Alright we’re getting too into the weeds there. Let’s get back to time under tension and how you can use it to help grow bigger, stronger, faster.
We know that increasing our time under tension does tend to help muscle growth. But we don’t want to take the concept to the extreme and lift extremely light weights for insane periods of time either. Because people have tried it, and their results have sucked. Like most things in life we get the best results when we find a happy medium.
So how can we use the time under tension concept to our benefit?
- Consciously squeeze your muscles on every lift, every time. When I squat I am consciously squeezing my glutes, my core, my hamstrings, and my quads. Think about what muscles should be activated and consciously squeeze them.
- Build in high rep lifts to the end of your workouts. Take legs – my favorite leg hypertrophy workout is to do 5×5 heavy squats followed by 3 sets of 12 with lighter weight.

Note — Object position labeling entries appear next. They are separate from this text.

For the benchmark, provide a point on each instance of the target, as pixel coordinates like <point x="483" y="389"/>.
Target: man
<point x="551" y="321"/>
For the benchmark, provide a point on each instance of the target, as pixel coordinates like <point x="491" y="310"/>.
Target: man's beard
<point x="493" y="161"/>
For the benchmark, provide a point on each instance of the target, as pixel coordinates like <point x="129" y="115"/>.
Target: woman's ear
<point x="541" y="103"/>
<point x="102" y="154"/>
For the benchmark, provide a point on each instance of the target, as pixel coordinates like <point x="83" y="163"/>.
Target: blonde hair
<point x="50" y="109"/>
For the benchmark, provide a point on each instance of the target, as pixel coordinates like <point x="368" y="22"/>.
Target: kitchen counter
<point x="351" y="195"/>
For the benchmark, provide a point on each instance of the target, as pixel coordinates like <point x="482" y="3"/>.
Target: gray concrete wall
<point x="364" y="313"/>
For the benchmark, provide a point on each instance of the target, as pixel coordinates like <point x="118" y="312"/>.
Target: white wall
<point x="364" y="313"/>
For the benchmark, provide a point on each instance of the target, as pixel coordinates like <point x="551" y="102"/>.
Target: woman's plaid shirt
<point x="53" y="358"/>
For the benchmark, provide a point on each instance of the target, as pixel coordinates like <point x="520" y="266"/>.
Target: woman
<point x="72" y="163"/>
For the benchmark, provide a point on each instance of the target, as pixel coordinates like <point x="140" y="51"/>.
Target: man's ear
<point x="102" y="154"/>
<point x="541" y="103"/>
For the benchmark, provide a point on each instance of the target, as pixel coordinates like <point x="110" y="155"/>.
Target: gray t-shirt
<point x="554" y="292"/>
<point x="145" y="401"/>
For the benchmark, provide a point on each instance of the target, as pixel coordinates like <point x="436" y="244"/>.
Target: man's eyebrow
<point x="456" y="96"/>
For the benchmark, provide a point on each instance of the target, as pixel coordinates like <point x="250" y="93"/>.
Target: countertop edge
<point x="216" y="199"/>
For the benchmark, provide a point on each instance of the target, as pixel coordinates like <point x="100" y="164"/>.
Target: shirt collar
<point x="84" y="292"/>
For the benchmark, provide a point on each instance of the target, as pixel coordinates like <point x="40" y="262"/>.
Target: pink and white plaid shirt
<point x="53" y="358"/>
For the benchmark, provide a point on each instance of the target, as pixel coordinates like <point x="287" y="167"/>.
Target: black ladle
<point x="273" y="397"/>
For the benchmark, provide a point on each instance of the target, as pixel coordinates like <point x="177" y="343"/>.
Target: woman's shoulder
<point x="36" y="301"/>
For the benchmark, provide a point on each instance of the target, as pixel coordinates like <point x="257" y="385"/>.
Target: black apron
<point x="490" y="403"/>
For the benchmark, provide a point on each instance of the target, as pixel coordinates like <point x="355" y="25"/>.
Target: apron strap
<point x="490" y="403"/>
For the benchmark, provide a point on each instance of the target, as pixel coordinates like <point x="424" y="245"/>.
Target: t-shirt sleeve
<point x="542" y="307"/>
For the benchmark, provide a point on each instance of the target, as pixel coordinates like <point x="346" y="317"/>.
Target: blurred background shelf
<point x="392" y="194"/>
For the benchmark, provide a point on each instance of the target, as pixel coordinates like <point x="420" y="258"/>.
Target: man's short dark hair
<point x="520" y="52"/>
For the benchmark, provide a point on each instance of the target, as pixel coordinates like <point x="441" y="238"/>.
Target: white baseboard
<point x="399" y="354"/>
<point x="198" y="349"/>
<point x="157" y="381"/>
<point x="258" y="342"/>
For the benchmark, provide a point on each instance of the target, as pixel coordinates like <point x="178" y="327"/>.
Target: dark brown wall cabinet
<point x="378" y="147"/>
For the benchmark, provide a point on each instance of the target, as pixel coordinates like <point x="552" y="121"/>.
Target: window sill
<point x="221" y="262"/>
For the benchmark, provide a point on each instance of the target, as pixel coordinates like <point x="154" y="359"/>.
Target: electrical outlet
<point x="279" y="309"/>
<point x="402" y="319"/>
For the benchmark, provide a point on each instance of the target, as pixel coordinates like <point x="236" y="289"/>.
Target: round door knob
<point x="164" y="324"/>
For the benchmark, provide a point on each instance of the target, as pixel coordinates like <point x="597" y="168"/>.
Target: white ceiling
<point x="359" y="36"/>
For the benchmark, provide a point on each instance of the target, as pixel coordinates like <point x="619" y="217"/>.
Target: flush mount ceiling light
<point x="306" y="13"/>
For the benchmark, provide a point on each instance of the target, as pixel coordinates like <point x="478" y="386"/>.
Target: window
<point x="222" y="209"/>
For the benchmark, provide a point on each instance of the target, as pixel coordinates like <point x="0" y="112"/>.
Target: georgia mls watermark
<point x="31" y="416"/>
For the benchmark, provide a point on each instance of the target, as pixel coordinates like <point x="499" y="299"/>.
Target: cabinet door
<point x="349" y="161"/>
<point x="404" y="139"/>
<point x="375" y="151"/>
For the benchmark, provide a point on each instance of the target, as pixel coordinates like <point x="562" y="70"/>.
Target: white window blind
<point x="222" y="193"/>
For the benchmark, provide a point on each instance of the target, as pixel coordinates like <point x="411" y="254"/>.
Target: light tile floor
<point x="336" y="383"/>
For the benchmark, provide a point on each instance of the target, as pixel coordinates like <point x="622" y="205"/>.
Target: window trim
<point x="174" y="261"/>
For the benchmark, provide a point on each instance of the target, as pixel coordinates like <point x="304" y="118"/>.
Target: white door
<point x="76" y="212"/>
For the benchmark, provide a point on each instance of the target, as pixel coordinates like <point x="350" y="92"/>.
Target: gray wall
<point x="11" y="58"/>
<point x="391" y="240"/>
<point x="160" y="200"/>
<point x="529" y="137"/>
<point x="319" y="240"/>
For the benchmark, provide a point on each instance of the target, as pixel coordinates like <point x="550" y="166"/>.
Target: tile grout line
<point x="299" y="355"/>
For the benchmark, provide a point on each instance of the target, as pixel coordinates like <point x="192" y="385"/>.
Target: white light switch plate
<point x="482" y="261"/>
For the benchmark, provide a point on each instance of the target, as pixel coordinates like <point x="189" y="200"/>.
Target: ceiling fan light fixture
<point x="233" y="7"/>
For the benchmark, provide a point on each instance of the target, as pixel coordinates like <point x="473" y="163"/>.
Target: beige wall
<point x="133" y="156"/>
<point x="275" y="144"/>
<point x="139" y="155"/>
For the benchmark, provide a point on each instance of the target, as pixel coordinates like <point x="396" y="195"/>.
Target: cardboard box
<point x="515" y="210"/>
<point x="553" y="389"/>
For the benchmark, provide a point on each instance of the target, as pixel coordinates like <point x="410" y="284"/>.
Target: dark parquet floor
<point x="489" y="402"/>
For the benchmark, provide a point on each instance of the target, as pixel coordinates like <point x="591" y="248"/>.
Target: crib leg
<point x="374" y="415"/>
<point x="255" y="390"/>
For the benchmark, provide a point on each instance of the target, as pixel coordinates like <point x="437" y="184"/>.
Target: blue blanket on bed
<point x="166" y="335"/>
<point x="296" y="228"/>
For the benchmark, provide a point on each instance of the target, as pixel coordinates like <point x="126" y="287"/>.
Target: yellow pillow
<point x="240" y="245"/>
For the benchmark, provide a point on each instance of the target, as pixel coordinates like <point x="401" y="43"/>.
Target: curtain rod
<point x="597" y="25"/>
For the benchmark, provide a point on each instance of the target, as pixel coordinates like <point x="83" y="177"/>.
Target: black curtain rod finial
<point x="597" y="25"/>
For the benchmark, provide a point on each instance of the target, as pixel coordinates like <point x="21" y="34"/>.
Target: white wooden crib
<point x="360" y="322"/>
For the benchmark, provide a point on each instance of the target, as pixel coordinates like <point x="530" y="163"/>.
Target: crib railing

In those 3 sets of 12 I will follow a 4-0-4 tempo. That means I lower the weight for 4 seconds, have no rest at the bottom, and immediately drive up for 4 seconds to complete the rep.
- During your hypertrophy sets(these would be your low weight, high rep sets) don’t allow tension to release after each rep. Take bench-press. Most people will tend to lock out at the top of the rep and allow their chest and triceps to momentarily relax before starting another rep. Don’t do this. Maintain tension in your pecs and triceps for the entire 8-12 reps. This will likely mean that you need to reduce the weight but that’s okay because you’ll get more benefit.
- Consider adding 1-2 super slow reps to the end of a hypertrophy set. For example if I’m doing a set of squats with 135lbs I may do 12 at a normal tempo and then finish it out with two super slow reps where I’ll take 6 seconds to drop down into the squat and another 6 seconds to come back up.
There you have it. Let me know if you have any questions.